ループ10回目の公爵令嬢は王太子に溺愛されています
最後にもうすぐ馬車が門の前まで迎えにくると告げて、メロディは颯爽とした足取りでこの場を離れていく。
ロザンナは教室に戻り、ルイーズだけに「後で理由を話すから」とこっそり告げて、すぐに教室を出ようとする。
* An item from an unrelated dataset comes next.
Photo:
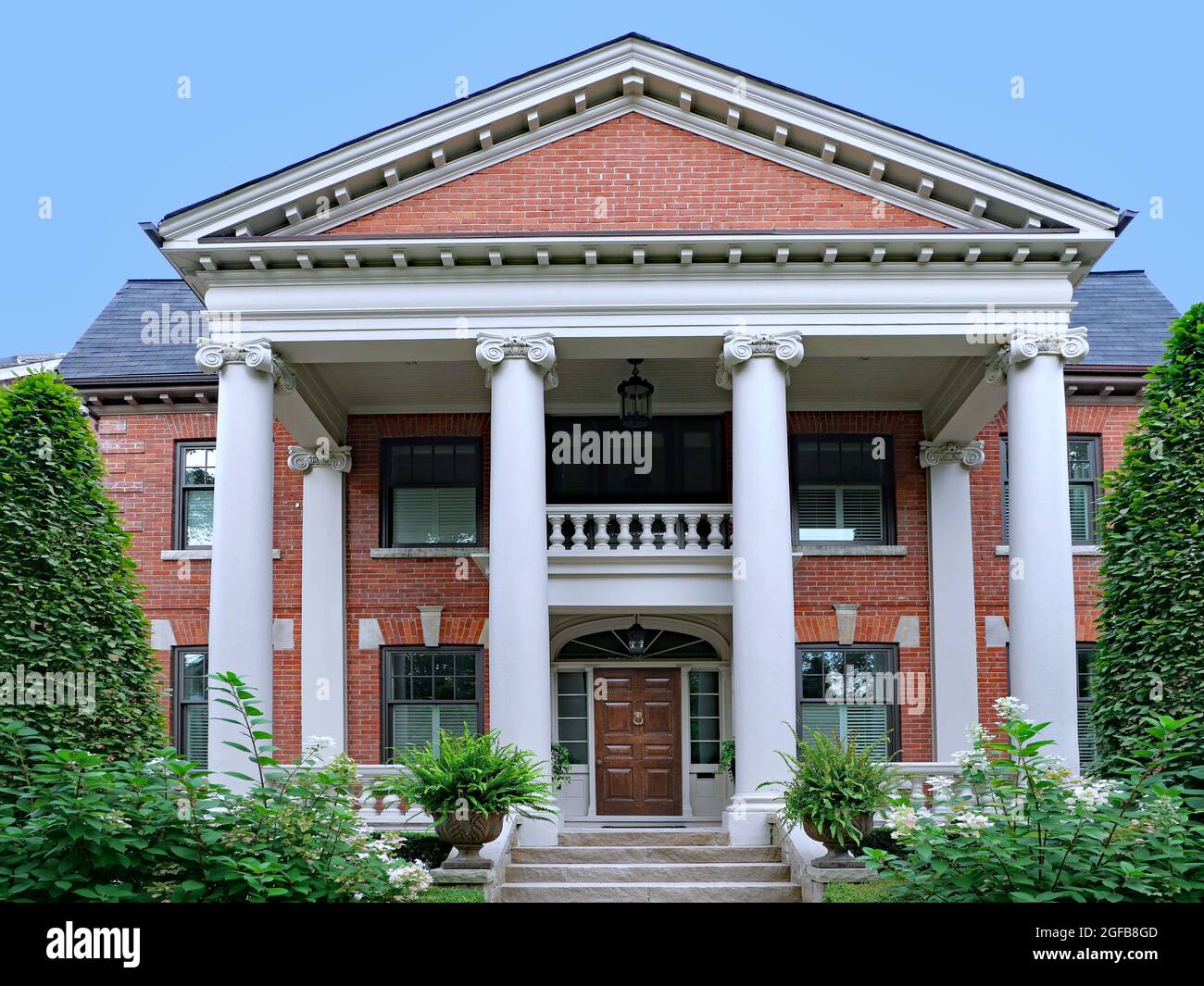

しかし、ロザンナの取り巻きたちが目を輝かせながら行手を塞いだ。
「ロザンナさん、どこに行かれるのですか?」
「もしかして、今のはアルベルト様からの呼び出しですか?」
興奮気味に詰め寄られ、ロザンナは顔を強張らせる。
しかし、このまま取り囲まれてしまったら逃げ出せなくなりそうで、「違うわ」と繰り返し否定しながら彼女たちの間をなんとかすり抜けて、教室を飛び出した。
小走りで廊下を進み、校舎から外にでる。
門のそばには魔法院へ行く際に乗り込んだ馬車と同じものが待機していた。ロザンナが近づくと御者が恭しく頭を下げ、馬車の扉を開ける。
緊張の面持ちで中を覗き込み、誰もいないことに少しばかり残念な気持ちになる。もしかしたら中にアルベルトがいるかもと期待してしまったからだ。
ロザンナは座席に腰を降ろし、不安げに窓の外へ目を向ける。程なくて馬車が動き出し、アカデミーから遠ざかるにつれて不安が掻き立てられていく。